Atilla Dorsay

14 Ekim 2022

Uzun bir korku serisi artık veda ediyor

Film tüm bu bilmem kaçıncı film tekrarlarına ve karanlık entrikasına karşın, türün meraklılarına az şey vermiyor

CADILAR BAYRAMI SONA ERİYOR

X X X

(Halloween Ends)

Yönetmen: David Gordon Green
Senaryo: Paul Brad Logan, Chris Bernier, Danny McBride. D. G. Green
Görüntü: Michael Simmonds
Müzik: John Carpenter
Oyuncular: Jamie Lee C urtis, Rohan Campbell, Andi Matichak, Kyle Richards, Will Patton, Stephanie Mcintyre, Candice Rose, Joey Harris, Keraun Harris

Universal filmi, 2022.

Halloween sözcüklere göre Batı Hristiyanlığının All Saints - All Hallows denen bayramından bir gün öncesi yapılan geleneksel bir törendir. Avrupa'dan yola çıkmışsa da ABD'de yerleşmiş ve uzun zamandır tüm dinsel kılığından sıyrılıp, geniş anlamda bir halk kutlamasına ve eğlencesine dönüşmüştür.

Ama beyaz perde baştan beri bunu böyle kullanmadı. Genelde İngiliz klasik edebiyatının 19. yüzyıldan başlayarak korku ve fantastik alanında yarattığı eserlere dayanan Hollywood usulü korku sineması, önceleri Frankenstein, Dracula, Görünmez Adam gibi filmler yaptı. Hem de büyük başarıyla...

Ama zaman geçtikçe, daha tipik bir Amerikan malzemesi moda olmaya başladı. Bir yandan Halloween ya da Cadılar Bayramı adıyla kutlanan bir törenin çekiciliği. Öte yandan, özellikle Amerikan taşrasının içerdiği o bir tür uğursuzluk ve kötücüllük kavramları bu filmlere yol açtı. Halloween serisi bunların en başlarında geliyor.

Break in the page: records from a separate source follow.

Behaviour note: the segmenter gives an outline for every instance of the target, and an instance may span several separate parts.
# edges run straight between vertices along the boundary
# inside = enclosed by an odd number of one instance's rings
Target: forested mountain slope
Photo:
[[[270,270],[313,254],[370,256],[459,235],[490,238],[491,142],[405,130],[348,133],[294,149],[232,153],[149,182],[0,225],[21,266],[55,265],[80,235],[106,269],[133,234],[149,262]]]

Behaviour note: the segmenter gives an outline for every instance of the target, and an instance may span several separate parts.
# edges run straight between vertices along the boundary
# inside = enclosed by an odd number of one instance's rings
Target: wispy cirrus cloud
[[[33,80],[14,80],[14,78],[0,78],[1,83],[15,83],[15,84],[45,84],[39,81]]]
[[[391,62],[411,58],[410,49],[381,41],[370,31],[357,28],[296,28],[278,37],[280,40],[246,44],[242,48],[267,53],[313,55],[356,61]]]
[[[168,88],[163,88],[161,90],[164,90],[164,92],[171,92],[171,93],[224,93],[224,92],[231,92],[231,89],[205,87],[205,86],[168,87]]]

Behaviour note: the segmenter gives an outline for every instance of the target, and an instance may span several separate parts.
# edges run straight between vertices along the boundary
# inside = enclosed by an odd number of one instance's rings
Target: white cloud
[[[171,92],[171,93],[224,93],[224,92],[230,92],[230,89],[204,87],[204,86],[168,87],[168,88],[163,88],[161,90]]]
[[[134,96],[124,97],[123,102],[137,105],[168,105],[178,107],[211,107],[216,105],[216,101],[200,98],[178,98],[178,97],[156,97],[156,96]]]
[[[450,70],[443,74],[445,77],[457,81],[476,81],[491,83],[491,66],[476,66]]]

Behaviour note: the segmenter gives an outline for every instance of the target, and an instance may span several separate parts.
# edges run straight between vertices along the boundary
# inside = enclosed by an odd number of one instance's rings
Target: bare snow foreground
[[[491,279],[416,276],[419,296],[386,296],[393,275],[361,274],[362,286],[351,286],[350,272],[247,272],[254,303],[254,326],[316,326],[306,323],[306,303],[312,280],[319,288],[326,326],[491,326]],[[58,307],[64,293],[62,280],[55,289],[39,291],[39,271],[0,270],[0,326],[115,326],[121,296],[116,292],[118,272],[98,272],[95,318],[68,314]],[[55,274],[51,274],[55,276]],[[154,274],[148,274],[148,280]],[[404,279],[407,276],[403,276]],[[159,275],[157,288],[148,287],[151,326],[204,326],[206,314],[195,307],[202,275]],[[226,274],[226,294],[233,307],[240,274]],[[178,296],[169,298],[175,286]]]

İlki 1978 yılında çekilen film, bu sinemanın ustası yönetmen John Carpenter ve meraklı yapımcısı Debra Hill'in imzalarını taşıyordu. Ve dönemin eleştiri kurumu, bunu tam bir başyapıt olarak karşıladı. Zaten bir eleştirmene göre, bu yeni film direkt olarak o ilk filmin devamı!.. Carpenter baştan beri birçok filmde müziği yapmayı da sürdürdü. İlk filmle başlayarak Jamie Lee Curtis ve Donald Pleasencc baş rolleri aldılar. Ardından Halloween 2 geldi. Yine ayni ekip... Sonra Halloween: Season of the Witch filminde tüm kadro yenilenmişti. Ama eski çekicilik de kalmamıştı.

Sonrasının Halloween 4- The Return of Michael Myers, The Revenge of Michael Myers ve The Curse of Michael Myers filmlerinde eskilerden sadece Donald Pleasencc vardı. Halloween H20 - 20 Years Later yapımında Jamie Lee Curtis olduğu gibi, annesi ünlü yıldız Janet Leigh de rol almıştı. Bu arada onun bir dönemin iki büyük yıldızı Tony Curtis ve Janet Leigh'ın kızları olduğunu da hatırlatayım.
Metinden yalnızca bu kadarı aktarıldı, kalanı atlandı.